My Approach to the Patient With Familial Hypercholesterolemia

Abstract

Familial hypercholesterolemia (FH), a relatively common Mendelian genetic disorder, is associated with a dramatically increased lifetime risk of premature atherosclerotic cardiovascular disease due to elevated plasma low-density lipoprotein cholesterol (LDL-C) levels. The diagnosis of FH is based on clinical presentation or genetic testing. Early identification of patients with FH is of great public health importance because preventive strategies can lower the absolute lifetime cardiovascular risk and screening can detect affected relatives. However, low awareness, detection, and control of FH pose hurdles in the prevention of FH-related cardiovascular events.

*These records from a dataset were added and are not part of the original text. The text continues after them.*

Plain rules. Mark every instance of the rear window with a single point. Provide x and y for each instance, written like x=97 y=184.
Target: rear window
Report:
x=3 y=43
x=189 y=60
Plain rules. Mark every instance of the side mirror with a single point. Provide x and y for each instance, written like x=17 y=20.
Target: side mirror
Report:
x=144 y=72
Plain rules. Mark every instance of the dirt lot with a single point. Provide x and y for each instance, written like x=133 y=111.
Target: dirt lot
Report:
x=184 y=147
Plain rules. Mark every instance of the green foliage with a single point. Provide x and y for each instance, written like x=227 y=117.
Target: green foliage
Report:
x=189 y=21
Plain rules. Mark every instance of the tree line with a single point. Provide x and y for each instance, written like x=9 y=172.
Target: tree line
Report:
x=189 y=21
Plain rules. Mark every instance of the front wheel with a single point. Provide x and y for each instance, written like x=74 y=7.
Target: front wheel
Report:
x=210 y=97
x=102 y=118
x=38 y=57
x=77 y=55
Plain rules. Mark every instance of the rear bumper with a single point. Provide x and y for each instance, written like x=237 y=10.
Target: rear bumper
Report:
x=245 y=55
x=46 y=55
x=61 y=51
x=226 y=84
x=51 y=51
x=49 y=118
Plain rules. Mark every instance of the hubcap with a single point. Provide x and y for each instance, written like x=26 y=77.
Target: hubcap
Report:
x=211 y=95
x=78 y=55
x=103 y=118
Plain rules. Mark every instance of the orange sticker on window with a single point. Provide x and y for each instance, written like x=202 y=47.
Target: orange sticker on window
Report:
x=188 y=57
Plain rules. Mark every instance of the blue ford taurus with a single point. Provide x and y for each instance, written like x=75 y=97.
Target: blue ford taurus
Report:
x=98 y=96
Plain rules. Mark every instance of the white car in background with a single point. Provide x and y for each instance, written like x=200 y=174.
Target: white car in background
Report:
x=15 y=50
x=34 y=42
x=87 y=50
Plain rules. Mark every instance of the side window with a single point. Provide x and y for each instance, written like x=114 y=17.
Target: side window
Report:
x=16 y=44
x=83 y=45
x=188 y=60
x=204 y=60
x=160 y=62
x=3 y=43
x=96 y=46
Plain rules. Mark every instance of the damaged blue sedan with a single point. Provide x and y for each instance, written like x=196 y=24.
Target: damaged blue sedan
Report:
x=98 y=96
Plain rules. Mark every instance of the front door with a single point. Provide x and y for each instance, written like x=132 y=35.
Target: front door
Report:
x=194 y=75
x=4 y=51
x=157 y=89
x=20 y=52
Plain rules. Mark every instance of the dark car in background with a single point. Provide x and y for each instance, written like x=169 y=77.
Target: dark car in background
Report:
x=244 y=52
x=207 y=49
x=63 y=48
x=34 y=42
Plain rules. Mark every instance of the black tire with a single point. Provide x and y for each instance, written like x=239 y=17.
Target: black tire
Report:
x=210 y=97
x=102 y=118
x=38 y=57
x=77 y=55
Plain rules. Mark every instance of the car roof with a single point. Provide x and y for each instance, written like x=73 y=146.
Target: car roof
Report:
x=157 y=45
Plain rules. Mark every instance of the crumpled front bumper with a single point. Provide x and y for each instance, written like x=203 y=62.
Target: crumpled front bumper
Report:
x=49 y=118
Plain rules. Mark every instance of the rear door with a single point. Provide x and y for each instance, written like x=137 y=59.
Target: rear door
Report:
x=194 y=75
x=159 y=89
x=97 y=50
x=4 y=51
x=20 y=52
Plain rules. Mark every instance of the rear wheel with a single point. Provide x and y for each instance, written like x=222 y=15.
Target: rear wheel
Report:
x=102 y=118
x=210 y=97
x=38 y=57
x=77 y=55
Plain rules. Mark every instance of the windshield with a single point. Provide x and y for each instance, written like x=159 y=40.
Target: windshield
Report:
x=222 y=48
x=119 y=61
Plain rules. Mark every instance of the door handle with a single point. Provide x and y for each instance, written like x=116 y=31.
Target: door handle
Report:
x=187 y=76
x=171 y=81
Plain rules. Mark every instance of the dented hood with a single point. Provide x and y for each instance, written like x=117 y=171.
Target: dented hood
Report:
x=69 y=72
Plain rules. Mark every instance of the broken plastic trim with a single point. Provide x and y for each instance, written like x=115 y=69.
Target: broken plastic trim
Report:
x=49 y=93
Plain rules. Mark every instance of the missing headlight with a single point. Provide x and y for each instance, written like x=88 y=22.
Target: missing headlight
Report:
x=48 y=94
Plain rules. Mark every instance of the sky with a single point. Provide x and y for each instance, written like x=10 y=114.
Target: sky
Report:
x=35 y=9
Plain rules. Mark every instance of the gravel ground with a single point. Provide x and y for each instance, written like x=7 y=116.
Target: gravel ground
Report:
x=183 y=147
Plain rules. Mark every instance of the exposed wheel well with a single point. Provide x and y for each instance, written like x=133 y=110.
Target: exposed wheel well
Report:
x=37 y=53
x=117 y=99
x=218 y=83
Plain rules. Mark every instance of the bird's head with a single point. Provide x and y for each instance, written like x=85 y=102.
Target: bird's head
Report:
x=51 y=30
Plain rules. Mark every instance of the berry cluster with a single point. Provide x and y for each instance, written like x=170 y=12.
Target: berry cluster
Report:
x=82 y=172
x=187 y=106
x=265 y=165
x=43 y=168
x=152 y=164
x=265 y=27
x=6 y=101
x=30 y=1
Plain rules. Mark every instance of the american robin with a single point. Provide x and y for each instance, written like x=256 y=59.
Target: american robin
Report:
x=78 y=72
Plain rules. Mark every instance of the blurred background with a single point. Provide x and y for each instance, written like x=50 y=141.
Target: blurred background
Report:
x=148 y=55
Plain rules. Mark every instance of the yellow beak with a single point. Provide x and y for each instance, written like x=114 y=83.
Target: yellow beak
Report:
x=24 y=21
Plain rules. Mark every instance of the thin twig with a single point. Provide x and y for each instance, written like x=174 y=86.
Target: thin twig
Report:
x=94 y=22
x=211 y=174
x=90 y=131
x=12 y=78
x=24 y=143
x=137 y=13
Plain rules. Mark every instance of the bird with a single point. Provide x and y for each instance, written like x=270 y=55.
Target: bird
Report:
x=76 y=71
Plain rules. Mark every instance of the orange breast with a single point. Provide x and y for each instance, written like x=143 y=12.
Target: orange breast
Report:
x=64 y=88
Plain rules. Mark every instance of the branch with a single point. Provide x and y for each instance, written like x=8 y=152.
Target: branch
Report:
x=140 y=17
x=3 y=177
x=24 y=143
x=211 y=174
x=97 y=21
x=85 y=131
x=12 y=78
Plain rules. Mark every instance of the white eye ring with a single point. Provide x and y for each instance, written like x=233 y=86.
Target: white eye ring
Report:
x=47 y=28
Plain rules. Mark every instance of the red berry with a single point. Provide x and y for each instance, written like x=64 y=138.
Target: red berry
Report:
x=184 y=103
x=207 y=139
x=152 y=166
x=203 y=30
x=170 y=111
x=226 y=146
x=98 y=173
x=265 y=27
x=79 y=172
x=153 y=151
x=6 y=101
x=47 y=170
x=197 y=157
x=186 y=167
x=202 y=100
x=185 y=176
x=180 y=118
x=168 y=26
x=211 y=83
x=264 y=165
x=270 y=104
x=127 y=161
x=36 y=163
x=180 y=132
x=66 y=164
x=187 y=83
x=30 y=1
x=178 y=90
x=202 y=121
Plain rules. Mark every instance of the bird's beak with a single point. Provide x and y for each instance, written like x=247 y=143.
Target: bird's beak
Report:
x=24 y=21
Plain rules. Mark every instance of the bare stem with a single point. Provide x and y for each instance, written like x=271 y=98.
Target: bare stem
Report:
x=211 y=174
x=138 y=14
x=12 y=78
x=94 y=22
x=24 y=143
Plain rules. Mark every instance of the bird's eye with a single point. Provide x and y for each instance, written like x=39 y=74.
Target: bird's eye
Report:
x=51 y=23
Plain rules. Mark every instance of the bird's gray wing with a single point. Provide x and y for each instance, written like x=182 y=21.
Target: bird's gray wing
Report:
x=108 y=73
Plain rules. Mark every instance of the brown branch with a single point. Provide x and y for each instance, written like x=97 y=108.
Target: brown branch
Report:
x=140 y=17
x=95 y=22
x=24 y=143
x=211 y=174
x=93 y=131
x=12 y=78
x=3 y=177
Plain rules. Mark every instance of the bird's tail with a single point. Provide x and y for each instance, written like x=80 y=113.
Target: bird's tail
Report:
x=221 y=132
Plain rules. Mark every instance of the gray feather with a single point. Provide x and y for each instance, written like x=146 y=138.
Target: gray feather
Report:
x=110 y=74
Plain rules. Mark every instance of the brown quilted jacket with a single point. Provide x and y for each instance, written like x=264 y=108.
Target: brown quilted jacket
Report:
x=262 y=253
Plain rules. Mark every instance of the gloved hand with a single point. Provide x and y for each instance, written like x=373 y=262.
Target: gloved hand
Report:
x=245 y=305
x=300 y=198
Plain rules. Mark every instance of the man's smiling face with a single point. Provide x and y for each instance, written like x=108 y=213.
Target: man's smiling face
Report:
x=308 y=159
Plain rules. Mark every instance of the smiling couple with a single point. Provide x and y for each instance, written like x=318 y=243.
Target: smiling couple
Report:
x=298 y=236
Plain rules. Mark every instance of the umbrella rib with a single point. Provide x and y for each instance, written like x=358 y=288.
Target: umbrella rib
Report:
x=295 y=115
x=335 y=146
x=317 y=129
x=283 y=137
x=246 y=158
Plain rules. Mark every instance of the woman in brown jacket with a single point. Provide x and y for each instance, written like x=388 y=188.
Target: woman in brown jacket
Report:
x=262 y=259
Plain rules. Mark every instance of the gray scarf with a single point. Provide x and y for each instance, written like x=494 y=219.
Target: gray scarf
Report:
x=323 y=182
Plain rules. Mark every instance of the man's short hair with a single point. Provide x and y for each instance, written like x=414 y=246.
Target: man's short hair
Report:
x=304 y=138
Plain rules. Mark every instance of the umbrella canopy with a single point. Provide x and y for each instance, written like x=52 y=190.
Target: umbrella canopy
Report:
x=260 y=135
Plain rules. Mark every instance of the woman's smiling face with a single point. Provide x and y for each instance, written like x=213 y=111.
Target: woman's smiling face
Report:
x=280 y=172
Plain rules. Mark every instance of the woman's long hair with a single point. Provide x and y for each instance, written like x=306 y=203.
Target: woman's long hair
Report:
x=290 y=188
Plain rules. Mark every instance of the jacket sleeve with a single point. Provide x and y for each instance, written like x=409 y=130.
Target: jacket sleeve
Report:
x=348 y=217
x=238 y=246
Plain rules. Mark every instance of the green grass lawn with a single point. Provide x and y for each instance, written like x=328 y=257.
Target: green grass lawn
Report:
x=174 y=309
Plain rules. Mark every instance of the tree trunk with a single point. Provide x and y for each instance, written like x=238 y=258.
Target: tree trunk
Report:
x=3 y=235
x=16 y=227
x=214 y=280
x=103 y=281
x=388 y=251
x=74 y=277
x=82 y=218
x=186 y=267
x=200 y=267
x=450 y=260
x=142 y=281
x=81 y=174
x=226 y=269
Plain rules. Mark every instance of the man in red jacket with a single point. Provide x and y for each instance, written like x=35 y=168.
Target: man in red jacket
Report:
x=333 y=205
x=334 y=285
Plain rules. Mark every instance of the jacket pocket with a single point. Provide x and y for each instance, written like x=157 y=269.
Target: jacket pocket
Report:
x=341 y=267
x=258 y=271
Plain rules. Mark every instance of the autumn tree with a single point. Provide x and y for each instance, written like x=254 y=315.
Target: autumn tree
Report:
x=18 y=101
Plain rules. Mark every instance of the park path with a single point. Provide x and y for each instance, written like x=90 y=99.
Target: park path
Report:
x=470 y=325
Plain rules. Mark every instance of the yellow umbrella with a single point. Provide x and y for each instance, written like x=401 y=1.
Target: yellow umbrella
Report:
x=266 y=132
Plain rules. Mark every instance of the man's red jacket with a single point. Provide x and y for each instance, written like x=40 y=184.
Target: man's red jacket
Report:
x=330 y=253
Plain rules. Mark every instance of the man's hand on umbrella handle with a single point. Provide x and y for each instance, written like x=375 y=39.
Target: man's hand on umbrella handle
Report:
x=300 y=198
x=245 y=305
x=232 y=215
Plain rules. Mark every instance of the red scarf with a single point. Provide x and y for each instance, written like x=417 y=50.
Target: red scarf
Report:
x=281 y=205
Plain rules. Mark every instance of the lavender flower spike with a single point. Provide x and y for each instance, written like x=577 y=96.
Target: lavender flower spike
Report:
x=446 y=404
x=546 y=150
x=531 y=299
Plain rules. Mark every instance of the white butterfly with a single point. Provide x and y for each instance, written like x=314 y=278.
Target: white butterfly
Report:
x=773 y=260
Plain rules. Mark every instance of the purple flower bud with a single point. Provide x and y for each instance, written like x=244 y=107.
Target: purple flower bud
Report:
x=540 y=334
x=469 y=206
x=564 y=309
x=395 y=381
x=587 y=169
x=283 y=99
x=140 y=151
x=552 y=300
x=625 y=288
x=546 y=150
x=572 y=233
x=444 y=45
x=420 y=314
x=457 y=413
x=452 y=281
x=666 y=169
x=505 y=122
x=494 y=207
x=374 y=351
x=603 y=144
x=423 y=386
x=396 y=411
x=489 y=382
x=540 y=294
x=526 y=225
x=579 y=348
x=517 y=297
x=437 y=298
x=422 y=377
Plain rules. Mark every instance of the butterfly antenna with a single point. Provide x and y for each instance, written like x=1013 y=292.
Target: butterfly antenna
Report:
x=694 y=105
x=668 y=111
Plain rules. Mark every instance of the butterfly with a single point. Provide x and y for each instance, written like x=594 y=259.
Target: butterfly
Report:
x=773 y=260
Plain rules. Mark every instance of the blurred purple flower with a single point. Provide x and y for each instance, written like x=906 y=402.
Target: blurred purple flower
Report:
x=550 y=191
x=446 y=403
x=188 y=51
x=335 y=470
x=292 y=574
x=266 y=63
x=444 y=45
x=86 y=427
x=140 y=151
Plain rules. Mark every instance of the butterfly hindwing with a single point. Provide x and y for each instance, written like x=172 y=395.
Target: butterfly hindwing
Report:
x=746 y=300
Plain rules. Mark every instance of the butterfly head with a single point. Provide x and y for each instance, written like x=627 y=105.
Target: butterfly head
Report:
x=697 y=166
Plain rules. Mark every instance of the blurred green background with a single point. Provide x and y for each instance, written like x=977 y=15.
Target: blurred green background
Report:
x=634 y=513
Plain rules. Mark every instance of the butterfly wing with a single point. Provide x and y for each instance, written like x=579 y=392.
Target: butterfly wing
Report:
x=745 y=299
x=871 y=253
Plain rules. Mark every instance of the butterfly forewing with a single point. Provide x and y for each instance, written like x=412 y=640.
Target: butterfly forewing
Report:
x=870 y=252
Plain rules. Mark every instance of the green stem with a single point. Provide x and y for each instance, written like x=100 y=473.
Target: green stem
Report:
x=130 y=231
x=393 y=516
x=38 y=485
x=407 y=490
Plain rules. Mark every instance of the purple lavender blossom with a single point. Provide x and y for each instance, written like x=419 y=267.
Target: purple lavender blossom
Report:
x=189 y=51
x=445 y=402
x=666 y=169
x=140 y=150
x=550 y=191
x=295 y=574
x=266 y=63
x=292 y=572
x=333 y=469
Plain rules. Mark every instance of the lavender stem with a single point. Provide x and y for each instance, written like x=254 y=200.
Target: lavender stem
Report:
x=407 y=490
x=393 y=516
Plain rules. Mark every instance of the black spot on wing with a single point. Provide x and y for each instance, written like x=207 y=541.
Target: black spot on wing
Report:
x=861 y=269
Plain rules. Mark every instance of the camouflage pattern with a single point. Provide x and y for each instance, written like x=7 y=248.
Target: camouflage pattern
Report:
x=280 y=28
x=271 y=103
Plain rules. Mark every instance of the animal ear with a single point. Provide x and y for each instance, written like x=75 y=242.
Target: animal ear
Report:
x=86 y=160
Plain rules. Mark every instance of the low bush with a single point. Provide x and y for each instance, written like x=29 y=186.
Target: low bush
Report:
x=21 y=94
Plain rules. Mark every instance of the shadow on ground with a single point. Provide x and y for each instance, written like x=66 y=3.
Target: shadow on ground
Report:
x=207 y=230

Of the estimated 0.65 million to 1 million patients with FH in the United States, less than 10% carry a diagnosis of FH. Based on registry data, a substantial proportion of patients with FH are receiving no or inadequate lipid-lowering therapy. Statins remain the mainstay of treatment for patients with FH. Lipoprotein apheresis and newly approved lipid-lowering drugs are valuable adjuncts to statin therapy, particularly when the LDL-C-lowering response is suboptimal. Monoclonal antibodies targeting proprotein convertase subtilisin/kexin type 9 provide an additional approximately 60% lowering of LDL-C levels and are approved for use in patients with FH. For homozygous FH, 2 new drugs that work independent of the LDL receptor pathway are available: an apolipoprotein B antisense oligonucleotide (mipomersen) and a microsomal triglyceride transfer protein inhibitor (lomitapide). This review attempts to critically examine the available data to provide a summary of the current evidence for managing patients with FH, including screening, diagnosis, treatment, and surveillance.

Figure 1

Evaluation and treatment of patients with familial hypercholesterolemia (FH). ^aNot at goal or intolerant. ^bIn patients with FH in whom maximally tolerated lipid-lowering therapy, including a statin and ezetimibe, does not lead to achievement of target low-density lipoprotein cholesterol (LDL-C) levels. ^cCurrently, only evolocumab, a proprotein convertase subtilisin/kexin type 9 (PCSK9) inhibitor, is approved for clinical use in homozygous FH. heFH = heterozygous FH; hoFH = homozygous FH.

Figure 2

Low-density lipoprotein (LDL) receptor–mediated regulation of LDL cholesterol levels and drugs that affect various steps in these pathways. Apo = apolipoprotein; FFA = free fatty acids; HMG-CoA = 3-hydroxy-3-methylglutaryl coenzyme A; IDL = intermediate-density lipoprotein; MTP = microsomal triglyceride transfer protein; NPC1L1 = Niemann-Pick C1-like 1; PCSK9 = proprotein convertase subtilisin/kexin type 9; TG = triglyceride; VLDL = very low-density cholesterol.